House Budget Committee Chair Jodey Arrington told reporters that House lawmakers are focused on working with the Senate as it revises the bill to make sure the legislation has the political support in both chambers to make it to Trump’s desk for his signature. 

“We move past the drama and we get the substance of what is needed to make the modest improvements that can be made,” he said.

House fiscal hawks said that they hadn’t changed their prior positions on the legislation based on Musk’s statements. They also said they agree with GOP leaders that there will be other chances to make further spending cuts outside the tax bill. 

Representative Tom McClintock, a fiscal conservative, said “the bill will pass because it has to pass,” adding that both Musk and Trump needed to calm down. “They both need to take a nap,” he said.

Even some of the House bill’s most vociferous critics appeared resigned to its passage. Kentucky Representative Thomas Massie, who voted against the House version, predicted that despite Musk’s objections, the Senate will make only small changes.

“The speaker is right about one thing. This barely passed the House.
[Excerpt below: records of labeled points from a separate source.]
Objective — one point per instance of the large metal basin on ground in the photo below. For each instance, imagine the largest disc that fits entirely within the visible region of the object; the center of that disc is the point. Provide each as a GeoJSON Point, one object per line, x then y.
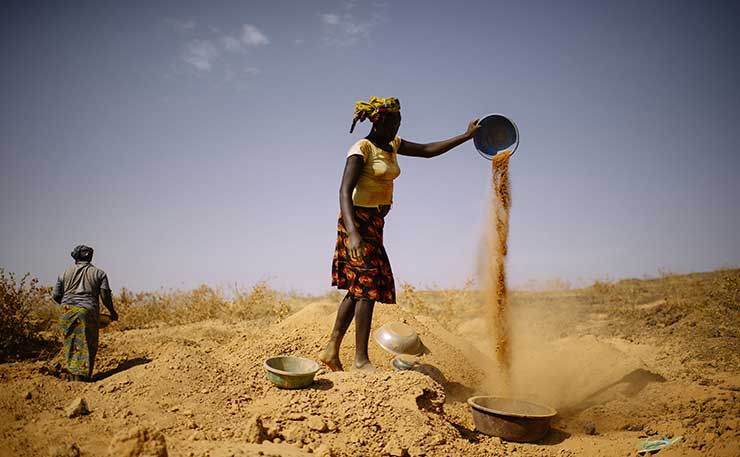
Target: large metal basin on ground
{"type": "Point", "coordinates": [290, 372]}
{"type": "Point", "coordinates": [509, 419]}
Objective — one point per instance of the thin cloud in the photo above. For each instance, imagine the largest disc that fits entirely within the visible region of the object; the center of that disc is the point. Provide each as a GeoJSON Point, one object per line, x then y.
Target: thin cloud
{"type": "Point", "coordinates": [219, 54]}
{"type": "Point", "coordinates": [182, 25]}
{"type": "Point", "coordinates": [230, 43]}
{"type": "Point", "coordinates": [347, 28]}
{"type": "Point", "coordinates": [251, 36]}
{"type": "Point", "coordinates": [331, 19]}
{"type": "Point", "coordinates": [201, 54]}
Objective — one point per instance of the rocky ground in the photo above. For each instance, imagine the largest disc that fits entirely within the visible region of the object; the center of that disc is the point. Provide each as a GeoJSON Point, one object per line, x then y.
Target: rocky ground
{"type": "Point", "coordinates": [619, 367]}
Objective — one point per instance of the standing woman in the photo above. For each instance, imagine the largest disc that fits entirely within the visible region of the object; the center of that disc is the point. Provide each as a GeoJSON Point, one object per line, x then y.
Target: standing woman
{"type": "Point", "coordinates": [79, 290]}
{"type": "Point", "coordinates": [360, 264]}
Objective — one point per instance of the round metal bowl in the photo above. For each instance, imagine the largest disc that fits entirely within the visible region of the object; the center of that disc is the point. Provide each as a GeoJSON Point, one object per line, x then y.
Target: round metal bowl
{"type": "Point", "coordinates": [398, 338]}
{"type": "Point", "coordinates": [509, 419]}
{"type": "Point", "coordinates": [497, 134]}
{"type": "Point", "coordinates": [104, 320]}
{"type": "Point", "coordinates": [288, 372]}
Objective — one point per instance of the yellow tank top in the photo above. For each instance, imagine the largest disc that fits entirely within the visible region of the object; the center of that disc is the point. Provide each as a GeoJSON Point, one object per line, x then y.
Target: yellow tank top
{"type": "Point", "coordinates": [380, 168]}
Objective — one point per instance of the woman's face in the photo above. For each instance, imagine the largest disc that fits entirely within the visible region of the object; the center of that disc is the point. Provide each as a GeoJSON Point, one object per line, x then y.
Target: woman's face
{"type": "Point", "coordinates": [388, 125]}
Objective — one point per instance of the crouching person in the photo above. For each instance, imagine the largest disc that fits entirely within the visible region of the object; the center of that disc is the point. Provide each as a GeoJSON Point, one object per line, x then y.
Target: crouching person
{"type": "Point", "coordinates": [79, 290]}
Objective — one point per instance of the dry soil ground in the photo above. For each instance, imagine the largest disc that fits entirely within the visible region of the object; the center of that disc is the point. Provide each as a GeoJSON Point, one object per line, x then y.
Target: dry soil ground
{"type": "Point", "coordinates": [621, 362]}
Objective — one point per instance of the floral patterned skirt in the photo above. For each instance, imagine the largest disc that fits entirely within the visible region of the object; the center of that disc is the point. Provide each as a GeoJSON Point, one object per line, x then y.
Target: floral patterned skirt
{"type": "Point", "coordinates": [79, 327]}
{"type": "Point", "coordinates": [370, 276]}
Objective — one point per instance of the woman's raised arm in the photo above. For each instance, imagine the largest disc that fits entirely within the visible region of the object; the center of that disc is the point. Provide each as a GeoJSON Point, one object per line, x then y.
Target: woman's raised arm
{"type": "Point", "coordinates": [428, 150]}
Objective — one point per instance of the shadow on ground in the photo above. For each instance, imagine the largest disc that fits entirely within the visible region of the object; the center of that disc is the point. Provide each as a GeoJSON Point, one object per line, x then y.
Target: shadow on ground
{"type": "Point", "coordinates": [122, 366]}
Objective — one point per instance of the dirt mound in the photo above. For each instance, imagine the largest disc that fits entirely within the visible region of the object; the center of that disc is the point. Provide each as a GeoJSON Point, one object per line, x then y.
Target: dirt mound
{"type": "Point", "coordinates": [202, 389]}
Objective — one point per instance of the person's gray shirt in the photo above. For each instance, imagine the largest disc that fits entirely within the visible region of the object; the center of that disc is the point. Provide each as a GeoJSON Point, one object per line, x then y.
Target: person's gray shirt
{"type": "Point", "coordinates": [80, 285]}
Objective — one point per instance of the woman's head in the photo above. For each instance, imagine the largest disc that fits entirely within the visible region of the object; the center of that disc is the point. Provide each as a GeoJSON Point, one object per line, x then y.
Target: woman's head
{"type": "Point", "coordinates": [384, 113]}
{"type": "Point", "coordinates": [82, 253]}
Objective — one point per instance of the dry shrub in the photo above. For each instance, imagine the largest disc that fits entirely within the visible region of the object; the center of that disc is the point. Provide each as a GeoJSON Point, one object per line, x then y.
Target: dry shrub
{"type": "Point", "coordinates": [260, 301]}
{"type": "Point", "coordinates": [173, 307]}
{"type": "Point", "coordinates": [24, 311]}
{"type": "Point", "coordinates": [412, 300]}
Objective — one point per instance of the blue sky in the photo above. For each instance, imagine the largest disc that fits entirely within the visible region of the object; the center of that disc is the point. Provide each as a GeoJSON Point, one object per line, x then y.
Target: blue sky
{"type": "Point", "coordinates": [203, 142]}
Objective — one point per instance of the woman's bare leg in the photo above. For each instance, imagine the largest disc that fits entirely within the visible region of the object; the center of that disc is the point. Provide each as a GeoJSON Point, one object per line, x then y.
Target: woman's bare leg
{"type": "Point", "coordinates": [363, 322]}
{"type": "Point", "coordinates": [345, 313]}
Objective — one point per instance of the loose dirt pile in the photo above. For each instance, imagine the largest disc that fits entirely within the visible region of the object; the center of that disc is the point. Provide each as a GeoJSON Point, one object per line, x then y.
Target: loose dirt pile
{"type": "Point", "coordinates": [200, 390]}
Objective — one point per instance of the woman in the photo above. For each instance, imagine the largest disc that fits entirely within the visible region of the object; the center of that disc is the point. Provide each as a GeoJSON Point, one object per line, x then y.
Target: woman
{"type": "Point", "coordinates": [78, 290]}
{"type": "Point", "coordinates": [360, 262]}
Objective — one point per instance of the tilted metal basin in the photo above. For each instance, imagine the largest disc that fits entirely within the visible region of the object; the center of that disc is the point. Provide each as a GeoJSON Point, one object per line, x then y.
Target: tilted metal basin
{"type": "Point", "coordinates": [510, 419]}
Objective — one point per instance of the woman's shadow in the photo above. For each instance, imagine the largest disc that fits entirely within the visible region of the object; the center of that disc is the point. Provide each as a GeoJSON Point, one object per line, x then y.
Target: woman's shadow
{"type": "Point", "coordinates": [122, 366]}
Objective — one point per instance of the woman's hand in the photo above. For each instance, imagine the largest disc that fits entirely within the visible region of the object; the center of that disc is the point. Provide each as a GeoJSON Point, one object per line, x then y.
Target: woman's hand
{"type": "Point", "coordinates": [355, 246]}
{"type": "Point", "coordinates": [473, 127]}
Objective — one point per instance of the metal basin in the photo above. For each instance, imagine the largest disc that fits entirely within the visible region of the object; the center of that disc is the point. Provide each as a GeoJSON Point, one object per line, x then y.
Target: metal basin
{"type": "Point", "coordinates": [509, 419]}
{"type": "Point", "coordinates": [288, 372]}
{"type": "Point", "coordinates": [398, 338]}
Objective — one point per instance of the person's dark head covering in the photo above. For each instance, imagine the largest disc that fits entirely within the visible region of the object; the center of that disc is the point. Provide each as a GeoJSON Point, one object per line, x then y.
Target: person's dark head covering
{"type": "Point", "coordinates": [82, 253]}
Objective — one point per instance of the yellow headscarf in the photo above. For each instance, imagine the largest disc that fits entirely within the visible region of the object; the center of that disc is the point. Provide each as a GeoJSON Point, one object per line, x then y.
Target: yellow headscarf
{"type": "Point", "coordinates": [373, 108]}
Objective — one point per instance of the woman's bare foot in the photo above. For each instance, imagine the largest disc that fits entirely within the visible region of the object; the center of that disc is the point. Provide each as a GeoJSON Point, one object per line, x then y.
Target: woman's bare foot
{"type": "Point", "coordinates": [330, 358]}
{"type": "Point", "coordinates": [364, 366]}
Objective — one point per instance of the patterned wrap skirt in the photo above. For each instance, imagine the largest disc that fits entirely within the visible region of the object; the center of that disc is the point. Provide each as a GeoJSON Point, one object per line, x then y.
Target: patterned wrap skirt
{"type": "Point", "coordinates": [370, 276]}
{"type": "Point", "coordinates": [79, 326]}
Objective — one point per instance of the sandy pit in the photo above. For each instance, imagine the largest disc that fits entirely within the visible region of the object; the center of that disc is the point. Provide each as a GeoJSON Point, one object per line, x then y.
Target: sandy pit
{"type": "Point", "coordinates": [200, 389]}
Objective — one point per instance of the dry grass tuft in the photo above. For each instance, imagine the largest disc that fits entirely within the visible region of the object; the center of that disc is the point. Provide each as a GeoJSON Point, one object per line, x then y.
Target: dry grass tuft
{"type": "Point", "coordinates": [24, 311]}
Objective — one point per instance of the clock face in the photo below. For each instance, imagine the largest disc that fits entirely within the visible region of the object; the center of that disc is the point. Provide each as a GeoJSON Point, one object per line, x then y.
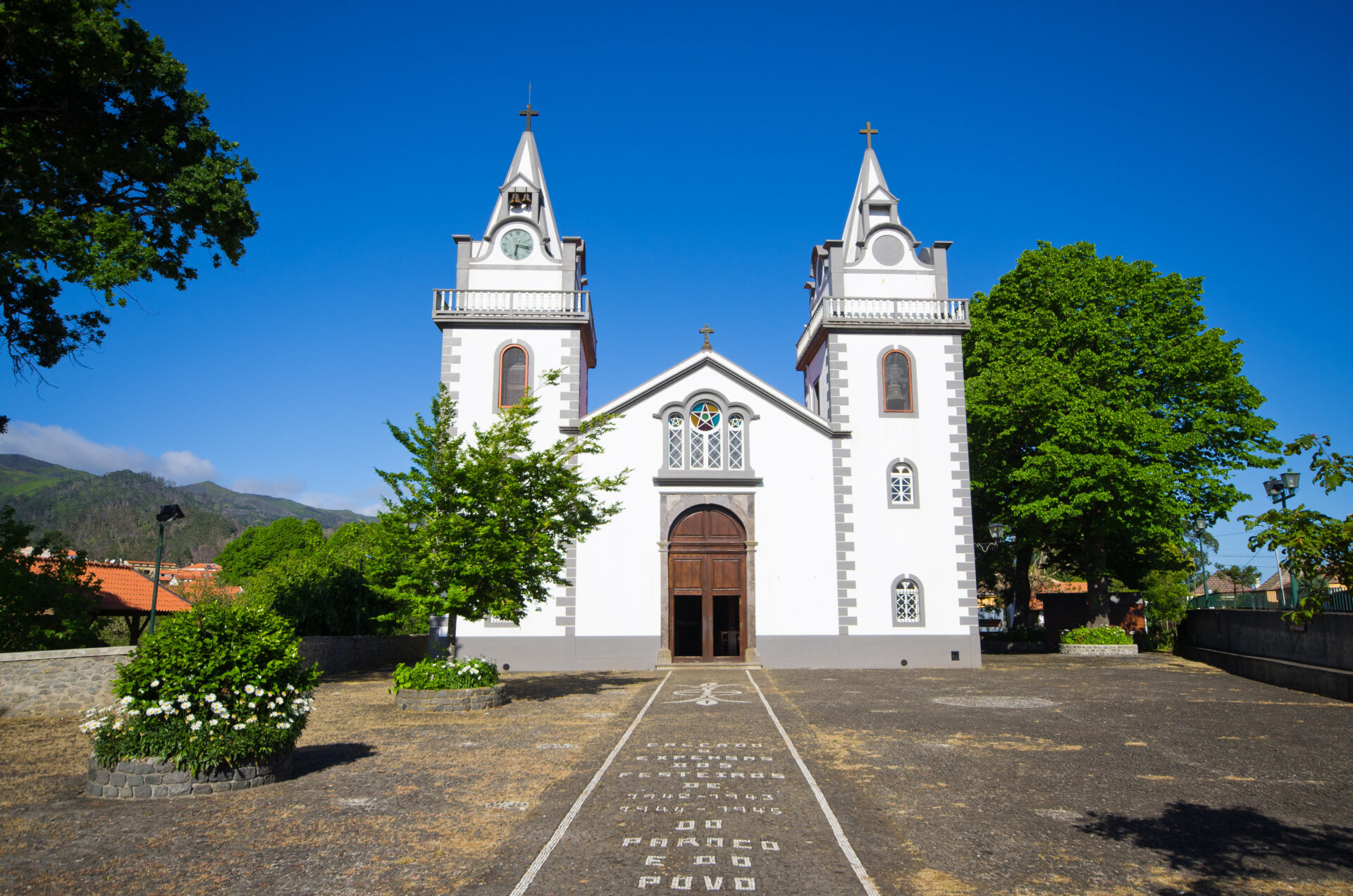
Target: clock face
{"type": "Point", "coordinates": [517, 244]}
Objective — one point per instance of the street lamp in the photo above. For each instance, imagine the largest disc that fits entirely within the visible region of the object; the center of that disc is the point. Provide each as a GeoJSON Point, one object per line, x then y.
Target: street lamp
{"type": "Point", "coordinates": [1279, 489]}
{"type": "Point", "coordinates": [998, 533]}
{"type": "Point", "coordinates": [168, 514]}
{"type": "Point", "coordinates": [1199, 528]}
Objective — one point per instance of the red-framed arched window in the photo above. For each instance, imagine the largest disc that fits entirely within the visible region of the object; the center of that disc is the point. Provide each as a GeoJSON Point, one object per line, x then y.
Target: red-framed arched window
{"type": "Point", "coordinates": [512, 375]}
{"type": "Point", "coordinates": [897, 382]}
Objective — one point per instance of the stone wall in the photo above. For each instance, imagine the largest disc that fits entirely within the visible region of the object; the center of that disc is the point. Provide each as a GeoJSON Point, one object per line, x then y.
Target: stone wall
{"type": "Point", "coordinates": [351, 654]}
{"type": "Point", "coordinates": [1328, 639]}
{"type": "Point", "coordinates": [57, 683]}
{"type": "Point", "coordinates": [1261, 645]}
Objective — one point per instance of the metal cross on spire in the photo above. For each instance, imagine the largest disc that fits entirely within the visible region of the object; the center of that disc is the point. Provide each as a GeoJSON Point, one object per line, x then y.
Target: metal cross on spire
{"type": "Point", "coordinates": [529, 113]}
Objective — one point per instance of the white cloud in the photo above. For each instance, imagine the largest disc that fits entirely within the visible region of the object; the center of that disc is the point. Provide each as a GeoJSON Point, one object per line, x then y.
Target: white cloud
{"type": "Point", "coordinates": [285, 487]}
{"type": "Point", "coordinates": [67, 447]}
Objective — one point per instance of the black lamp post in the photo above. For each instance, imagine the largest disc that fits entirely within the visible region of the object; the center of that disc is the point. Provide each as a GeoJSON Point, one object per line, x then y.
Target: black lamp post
{"type": "Point", "coordinates": [998, 533]}
{"type": "Point", "coordinates": [168, 514]}
{"type": "Point", "coordinates": [1199, 528]}
{"type": "Point", "coordinates": [1279, 489]}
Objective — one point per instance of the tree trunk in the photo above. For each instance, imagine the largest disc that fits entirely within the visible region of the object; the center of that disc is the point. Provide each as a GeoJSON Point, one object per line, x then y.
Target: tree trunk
{"type": "Point", "coordinates": [1098, 580]}
{"type": "Point", "coordinates": [1023, 590]}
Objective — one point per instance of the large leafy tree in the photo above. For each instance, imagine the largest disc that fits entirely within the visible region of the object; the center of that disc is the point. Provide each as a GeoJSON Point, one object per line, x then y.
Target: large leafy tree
{"type": "Point", "coordinates": [110, 172]}
{"type": "Point", "coordinates": [47, 596]}
{"type": "Point", "coordinates": [479, 527]}
{"type": "Point", "coordinates": [1319, 547]}
{"type": "Point", "coordinates": [1103, 413]}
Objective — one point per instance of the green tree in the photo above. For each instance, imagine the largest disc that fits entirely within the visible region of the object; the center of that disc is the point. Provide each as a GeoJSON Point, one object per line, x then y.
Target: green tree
{"type": "Point", "coordinates": [478, 527]}
{"type": "Point", "coordinates": [1319, 547]}
{"type": "Point", "coordinates": [260, 546]}
{"type": "Point", "coordinates": [1103, 413]}
{"type": "Point", "coordinates": [47, 603]}
{"type": "Point", "coordinates": [1240, 577]}
{"type": "Point", "coordinates": [110, 172]}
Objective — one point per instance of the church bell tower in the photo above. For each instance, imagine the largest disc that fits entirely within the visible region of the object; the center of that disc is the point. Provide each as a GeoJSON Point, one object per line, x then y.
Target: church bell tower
{"type": "Point", "coordinates": [520, 306]}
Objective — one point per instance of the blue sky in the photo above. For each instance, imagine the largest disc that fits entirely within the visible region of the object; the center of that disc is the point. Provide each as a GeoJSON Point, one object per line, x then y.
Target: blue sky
{"type": "Point", "coordinates": [701, 151]}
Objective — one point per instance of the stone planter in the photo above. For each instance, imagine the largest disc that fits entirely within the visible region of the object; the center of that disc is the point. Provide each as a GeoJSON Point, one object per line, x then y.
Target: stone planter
{"type": "Point", "coordinates": [1098, 650]}
{"type": "Point", "coordinates": [454, 700]}
{"type": "Point", "coordinates": [152, 780]}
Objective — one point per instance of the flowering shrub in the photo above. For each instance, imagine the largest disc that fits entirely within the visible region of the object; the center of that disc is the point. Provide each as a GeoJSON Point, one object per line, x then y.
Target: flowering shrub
{"type": "Point", "coordinates": [220, 685]}
{"type": "Point", "coordinates": [1100, 635]}
{"type": "Point", "coordinates": [438, 674]}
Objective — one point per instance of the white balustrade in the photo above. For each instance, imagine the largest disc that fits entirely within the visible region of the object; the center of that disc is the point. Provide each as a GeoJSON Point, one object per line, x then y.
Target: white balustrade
{"type": "Point", "coordinates": [513, 302]}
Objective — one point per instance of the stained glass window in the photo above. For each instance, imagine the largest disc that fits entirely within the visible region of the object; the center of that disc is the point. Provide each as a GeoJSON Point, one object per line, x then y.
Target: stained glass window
{"type": "Point", "coordinates": [735, 442]}
{"type": "Point", "coordinates": [897, 382]}
{"type": "Point", "coordinates": [907, 603]}
{"type": "Point", "coordinates": [674, 439]}
{"type": "Point", "coordinates": [704, 416]}
{"type": "Point", "coordinates": [901, 486]}
{"type": "Point", "coordinates": [512, 377]}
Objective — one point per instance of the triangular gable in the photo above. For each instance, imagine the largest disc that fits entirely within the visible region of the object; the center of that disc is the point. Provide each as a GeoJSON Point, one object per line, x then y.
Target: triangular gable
{"type": "Point", "coordinates": [713, 359]}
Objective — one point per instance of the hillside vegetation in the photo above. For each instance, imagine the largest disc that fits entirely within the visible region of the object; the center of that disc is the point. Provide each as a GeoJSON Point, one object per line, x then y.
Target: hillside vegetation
{"type": "Point", "coordinates": [114, 516]}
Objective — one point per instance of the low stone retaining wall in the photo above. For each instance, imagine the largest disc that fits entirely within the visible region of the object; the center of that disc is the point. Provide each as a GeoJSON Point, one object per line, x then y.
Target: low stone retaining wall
{"type": "Point", "coordinates": [454, 700]}
{"type": "Point", "coordinates": [1014, 647]}
{"type": "Point", "coordinates": [58, 683]}
{"type": "Point", "coordinates": [1098, 650]}
{"type": "Point", "coordinates": [355, 654]}
{"type": "Point", "coordinates": [152, 780]}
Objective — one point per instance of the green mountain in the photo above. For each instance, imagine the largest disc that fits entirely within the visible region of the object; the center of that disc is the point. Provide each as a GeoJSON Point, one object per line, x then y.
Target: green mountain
{"type": "Point", "coordinates": [114, 516]}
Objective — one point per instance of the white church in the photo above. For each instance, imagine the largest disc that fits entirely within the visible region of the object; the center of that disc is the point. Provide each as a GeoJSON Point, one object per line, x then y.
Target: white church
{"type": "Point", "coordinates": [831, 530]}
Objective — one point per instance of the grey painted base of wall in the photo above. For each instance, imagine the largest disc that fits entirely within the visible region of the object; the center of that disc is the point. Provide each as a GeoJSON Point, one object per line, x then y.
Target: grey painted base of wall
{"type": "Point", "coordinates": [782, 652]}
{"type": "Point", "coordinates": [1336, 684]}
{"type": "Point", "coordinates": [870, 652]}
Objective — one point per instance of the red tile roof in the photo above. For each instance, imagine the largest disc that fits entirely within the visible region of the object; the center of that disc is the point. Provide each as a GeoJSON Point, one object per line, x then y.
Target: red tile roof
{"type": "Point", "coordinates": [123, 589]}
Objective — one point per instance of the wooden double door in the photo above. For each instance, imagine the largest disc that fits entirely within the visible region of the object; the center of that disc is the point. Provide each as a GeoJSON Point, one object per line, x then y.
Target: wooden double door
{"type": "Point", "coordinates": [707, 580]}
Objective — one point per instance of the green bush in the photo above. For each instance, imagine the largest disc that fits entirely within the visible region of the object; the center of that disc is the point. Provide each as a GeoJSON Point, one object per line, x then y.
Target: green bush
{"type": "Point", "coordinates": [1100, 635]}
{"type": "Point", "coordinates": [220, 685]}
{"type": "Point", "coordinates": [439, 674]}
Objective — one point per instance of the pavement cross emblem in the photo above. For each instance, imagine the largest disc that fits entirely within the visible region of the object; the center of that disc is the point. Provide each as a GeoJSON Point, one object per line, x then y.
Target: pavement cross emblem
{"type": "Point", "coordinates": [700, 802]}
{"type": "Point", "coordinates": [708, 695]}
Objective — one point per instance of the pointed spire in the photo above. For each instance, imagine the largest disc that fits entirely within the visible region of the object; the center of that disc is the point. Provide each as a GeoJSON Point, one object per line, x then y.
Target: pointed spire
{"type": "Point", "coordinates": [870, 189]}
{"type": "Point", "coordinates": [524, 197]}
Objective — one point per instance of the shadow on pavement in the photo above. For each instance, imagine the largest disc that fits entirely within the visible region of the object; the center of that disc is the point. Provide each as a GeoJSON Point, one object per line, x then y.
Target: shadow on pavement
{"type": "Point", "coordinates": [319, 757]}
{"type": "Point", "coordinates": [1229, 842]}
{"type": "Point", "coordinates": [528, 687]}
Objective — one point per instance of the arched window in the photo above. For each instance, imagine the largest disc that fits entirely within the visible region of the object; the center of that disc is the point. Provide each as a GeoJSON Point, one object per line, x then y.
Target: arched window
{"type": "Point", "coordinates": [705, 437]}
{"type": "Point", "coordinates": [907, 603]}
{"type": "Point", "coordinates": [512, 375]}
{"type": "Point", "coordinates": [676, 439]}
{"type": "Point", "coordinates": [901, 485]}
{"type": "Point", "coordinates": [736, 449]}
{"type": "Point", "coordinates": [897, 382]}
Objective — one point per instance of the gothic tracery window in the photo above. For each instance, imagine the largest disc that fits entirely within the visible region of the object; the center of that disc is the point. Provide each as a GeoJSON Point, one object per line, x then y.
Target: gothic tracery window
{"type": "Point", "coordinates": [907, 602]}
{"type": "Point", "coordinates": [901, 485]}
{"type": "Point", "coordinates": [897, 382]}
{"type": "Point", "coordinates": [707, 437]}
{"type": "Point", "coordinates": [512, 375]}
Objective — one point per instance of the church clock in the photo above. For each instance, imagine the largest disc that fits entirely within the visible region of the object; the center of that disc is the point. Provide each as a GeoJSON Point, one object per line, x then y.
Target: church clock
{"type": "Point", "coordinates": [517, 244]}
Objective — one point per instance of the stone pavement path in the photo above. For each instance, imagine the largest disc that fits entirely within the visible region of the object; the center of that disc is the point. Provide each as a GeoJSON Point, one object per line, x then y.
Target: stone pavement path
{"type": "Point", "coordinates": [704, 793]}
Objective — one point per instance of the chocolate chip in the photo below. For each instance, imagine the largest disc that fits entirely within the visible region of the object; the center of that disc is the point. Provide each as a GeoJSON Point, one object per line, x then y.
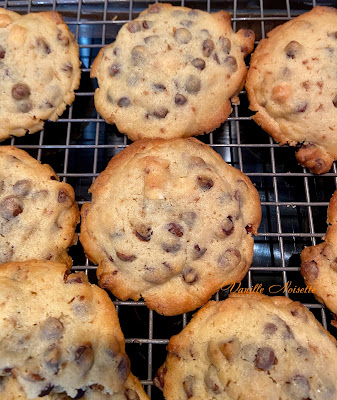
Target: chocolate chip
{"type": "Point", "coordinates": [310, 270]}
{"type": "Point", "coordinates": [198, 63]}
{"type": "Point", "coordinates": [198, 252]}
{"type": "Point", "coordinates": [179, 99]}
{"type": "Point", "coordinates": [20, 91]}
{"type": "Point", "coordinates": [51, 329]}
{"type": "Point", "coordinates": [231, 64]}
{"type": "Point", "coordinates": [131, 395]}
{"type": "Point", "coordinates": [134, 26]}
{"type": "Point", "coordinates": [175, 229]}
{"type": "Point", "coordinates": [46, 390]}
{"type": "Point", "coordinates": [124, 102]}
{"type": "Point", "coordinates": [114, 69]}
{"type": "Point", "coordinates": [264, 358]}
{"type": "Point", "coordinates": [205, 183]}
{"type": "Point", "coordinates": [84, 357]}
{"type": "Point", "coordinates": [171, 248]}
{"type": "Point", "coordinates": [143, 233]}
{"type": "Point", "coordinates": [161, 112]}
{"type": "Point", "coordinates": [292, 49]}
{"type": "Point", "coordinates": [43, 45]}
{"type": "Point", "coordinates": [62, 196]}
{"type": "Point", "coordinates": [22, 188]}
{"type": "Point", "coordinates": [11, 207]}
{"type": "Point", "coordinates": [190, 275]}
{"type": "Point", "coordinates": [182, 36]}
{"type": "Point", "coordinates": [207, 47]}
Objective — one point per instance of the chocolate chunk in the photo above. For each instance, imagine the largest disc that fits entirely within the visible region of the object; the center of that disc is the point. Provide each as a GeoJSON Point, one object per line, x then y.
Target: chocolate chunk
{"type": "Point", "coordinates": [43, 45]}
{"type": "Point", "coordinates": [20, 91]}
{"type": "Point", "coordinates": [292, 49]}
{"type": "Point", "coordinates": [171, 248]}
{"type": "Point", "coordinates": [143, 233]}
{"type": "Point", "coordinates": [190, 275]}
{"type": "Point", "coordinates": [51, 329]}
{"type": "Point", "coordinates": [198, 252]}
{"type": "Point", "coordinates": [188, 386]}
{"type": "Point", "coordinates": [125, 257]}
{"type": "Point", "coordinates": [22, 188]}
{"type": "Point", "coordinates": [182, 36]}
{"type": "Point", "coordinates": [205, 183]}
{"type": "Point", "coordinates": [231, 64]}
{"type": "Point", "coordinates": [10, 207]}
{"type": "Point", "coordinates": [264, 358]}
{"type": "Point", "coordinates": [198, 63]}
{"type": "Point", "coordinates": [179, 99]}
{"type": "Point", "coordinates": [207, 47]}
{"type": "Point", "coordinates": [84, 357]}
{"type": "Point", "coordinates": [134, 26]}
{"type": "Point", "coordinates": [193, 84]}
{"type": "Point", "coordinates": [160, 113]}
{"type": "Point", "coordinates": [124, 102]}
{"type": "Point", "coordinates": [114, 69]}
{"type": "Point", "coordinates": [175, 229]}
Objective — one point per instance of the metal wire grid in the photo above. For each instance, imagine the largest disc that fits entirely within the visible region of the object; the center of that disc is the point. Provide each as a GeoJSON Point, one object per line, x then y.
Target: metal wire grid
{"type": "Point", "coordinates": [79, 145]}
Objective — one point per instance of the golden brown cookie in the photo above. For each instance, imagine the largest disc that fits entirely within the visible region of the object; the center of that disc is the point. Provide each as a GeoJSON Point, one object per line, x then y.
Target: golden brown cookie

If they muck with it too much in the Senate, it may not pass the House again,” he said.

Trump is pressuring lawmakers to move at breakneck speed to pass the tax-cut bill, demanding they vote on the bill before the July 4 holiday. The president has been quick to blast critics of the bill — including calling Senator Rand Paul “crazy” for objecting to the inclusion of a debt ceiling increase in the package.

As the legislation worked its way through the House last month, Trump took to social media to criticize holdouts and invited undecided members to the White House to compel them to support the package. It passed by one vote.

Senate Majority Leader John Thune — who is planning to unveil his chamber’s version of the bill as soon as next week — said his timeline is unmoved by Musk. 

“We are already pretty far down the trail,” he said.